CRISPR Trial Update: NTLA-2002 For Hereditary Angioedema

Last week, Intellia Therapeutics announced that it had received clearance to begin a clinical trial for NTLA-2002, an in vivo CRISPR therapy candidate for hereditary angioderma.

By: Karen O'Hanlon Cohrt - Oct. 13, 2021

Intellia Therapeutics announced on the 6th October that the New Zealand Medicines and Medical Devices Safety Authority (MEDSAFE) had authorised its application to initiate a Phase 1/2 trial for NTLA-2002 in adults with hereditary angioderma (HAE). This is the first single-dose genome-editing candidate for HAE to enter a clinical study.

HAE is characterised by severe inflammatory attacks with swelling in various organs and tissues. Plasma kallikrein is a protein that is known to drive multiple inflammatory pathways, including the production of the inflammatory mediator bradykinin, which is overproduced in HAE. Plasma kallikrein inhibition is among the current treatment approaches to HAE (see Fact box).

NTLA-2002 is designed to knock out the Kallikrein B1 gene

NTLA-2002 is an in vivo CRISPR-Cas9 gene-editing therapy candidate that is designed to knock out the target gene kallikrein B1 (KLKB1) in hepatocytes. This gene encodes prekallikrein, a precursor of plasma kallikrein, thus its knockout permanently reduces plasma kallikrein activity and halts the production of bradykinin to prevent HAE attacks.

NTLA-2002 is delivered as a Cas9 mRNA and gRNA via lipid nanoparticles, and pre-clinical studies demonstrated sustained and therapeutically relevant reduction in plasma kallikrein activity following a single dose in non-human primates (Figure 1).

Pre-clinical data for NTLA-2002 reveals reduction in plasma kallikrein activity after a single-dose...
Pre-clinical data for NTLA-2002 reveals reduction in plasma kallikrein activity after a single-dose in non-human primates. Source: Intellia Therapeutics corporate deck: https://ir.intelliatx.com/static-files/a57908a6-aaca-404d-9072-32471cd3d41e

Curative potential

The new therapy will be given as a single dose, and according to a company press release, Intellia believes that NTLA-2002 has the potential to cure HAE and thus eliminate the current treatment burden associated with chronic therapy.
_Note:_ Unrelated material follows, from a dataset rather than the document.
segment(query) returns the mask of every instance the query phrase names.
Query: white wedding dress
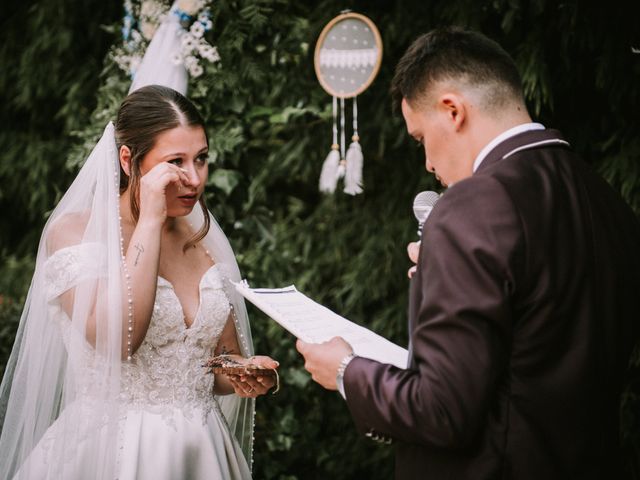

NTLA-2002 is wholly-owned by Intellia Therapeutics, and the company expects to enroll the first pateint by the end of 2021.

NTLA-2002 is Intellia Therapeutic’s second in vivo genome-editing candidate to enter clinical trials. Earlier this year, the company reported intermin positive Phase 1 data for NTLA-2001, which is being developed as a single-dose treatment for hereditary transthyretin (TTR) amyloidosis with polyneuropathy (ATTRv-PN).

The NTLA-2002 trial

The combined Phase 1/2 trial will evaluate the safety, tolerability, pharmacokinetics and pharmacodynamics of NTLA-2002 in adults with Type I or Type II HAE. This includes the measurement of kallikrein protein levels and activity as determined by HAE attack rate measures. The Phase 1 part of the study will follow an open-label, single-ascending dose design to identify up to two dose levels of NTLA-2002 that will be further evaluated in the randomised, placebo-controlled Phase 2 portion of the study. This Phase 1/2 study will identify the dose of NTLA-2002 for use in future clinical studies.

Intellia Therapeutics shared in its press release that it is currently working on submitting regulatory applications in countries beyond New Zealand.

We will provide further updates on the NTLA-2002 clinical trial as they become available.

For a complete overview of CRISPR IND approvals and ongoing gene-editing clinical trials, check out CRISPR Medicine News' Clinical Trials Database.

Hereditary Angioedema (HAE)

(HAE) is a rare, autosomal dominant disorder that is characterised by severe, recurring and unpredictable inflammatory attacks with swelling in organs and tissues throughout the body. Globally, approximately 1 in 50,000 to 1 in 150,000 people are estimated to be affected by HAE, and the most common disease form is HAE type I, accounting for about 85 % of all cases. This arises from a deficiency in the complement component C1 esterase inhibitor, which plays an important role in controlling inflammation. HEA type II is a more rare form of the disease, occurring in about 15 % of cases, and arises from abnormal C1 esterase proteins that do not function properly.

HAE attacks may be painful, debilitating and life-threatening. Current treatments include a number of approved replacement therapies using preparations of C1 esterase inhibitor to correct the deficiency, or drugs that inhibit plasma kallikrein, which in turn halts the production of the inflammatory mediator bradykinin to reduce pain and swelling as well as prevent HAE attacks. These treatments are life-long, and may require once- or twice-weekly intravenous or subcutaneous administration, or daily oral administration to ensure constant pathway suppression for disease control. Despite chronic administration, breakthrough attacks still occur, and the disease remains incurable.